I am involved in the development of Android application which is a rather "thick" mobile client for a Web service. It heavily communicates with the server but also has a lot of inner logic too. So, I decided to use some features of Google Guava
library to simplify development process. Here is a list of features I'm very interested in: immutable collections, base utils, collection extensions, functional programming sugar and idioms (common.collect
and common.base
), primitives utilities (common.primitives
), hashing utilities (common.hash
), concurrent utils (futures and AsyncFunction
).
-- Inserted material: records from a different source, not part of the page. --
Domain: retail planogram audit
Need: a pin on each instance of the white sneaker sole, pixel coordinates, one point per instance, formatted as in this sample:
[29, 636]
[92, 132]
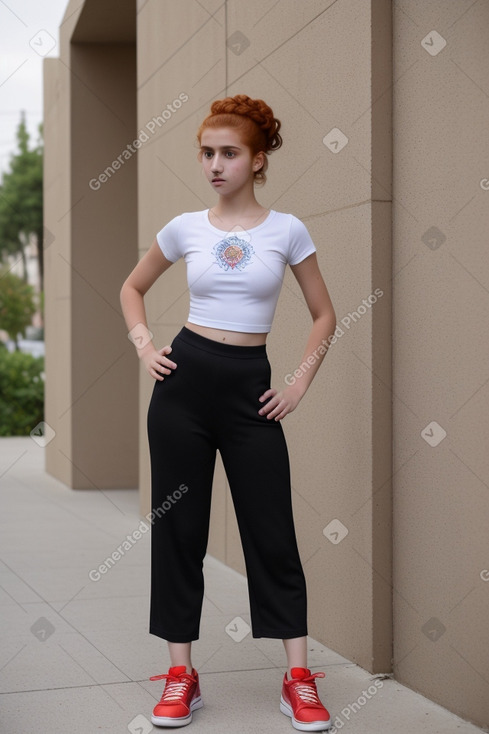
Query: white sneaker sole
[182, 721]
[286, 709]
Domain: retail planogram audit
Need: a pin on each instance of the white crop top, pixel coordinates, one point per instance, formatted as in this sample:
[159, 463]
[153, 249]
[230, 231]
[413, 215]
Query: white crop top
[235, 277]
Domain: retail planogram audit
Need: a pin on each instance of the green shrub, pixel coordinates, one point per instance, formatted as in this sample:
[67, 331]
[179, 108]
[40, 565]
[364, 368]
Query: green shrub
[21, 392]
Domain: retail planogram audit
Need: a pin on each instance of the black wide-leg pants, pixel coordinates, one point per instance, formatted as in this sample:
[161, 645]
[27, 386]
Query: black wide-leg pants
[209, 403]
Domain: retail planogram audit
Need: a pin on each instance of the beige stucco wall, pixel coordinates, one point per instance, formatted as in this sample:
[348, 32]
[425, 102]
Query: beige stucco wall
[414, 513]
[440, 354]
[90, 118]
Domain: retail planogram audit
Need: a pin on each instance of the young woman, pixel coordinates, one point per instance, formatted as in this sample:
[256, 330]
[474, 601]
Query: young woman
[212, 392]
Things I don't want to use in Android: common.cache
(see question below), common.eventbus
(we have better Android specific libs for this, such as Otto), common.io
(we can use okio for Android now).
I read that using Guava for Android can significantly slow down compilation process and also decrease the whole runtime performance: Bad performance with Guava Cache on Android (in this case it is reasonable and there is no need to use Guava's cache for Android) and Adding Google Guava to Android project - significantly slows down the build
So, is it efficient to use Guava library in Android project or this library is designed to be used only for the server-side development, and I should go with standard solutions? Any explanations will be very appreciated.
(Too big for comment, so I post an answer.) Personally I use whole Guava library in every Java project and when I don't have significant and properly profiled performance problems. If you do have, for example, memory concerns like in Android environment, you can use ProGuard to get only these parts of Guava you really need.
Moreover, there are many Android apps using Guava - not only small ones, i.e. Google Search and Youtube, which directly come from Google.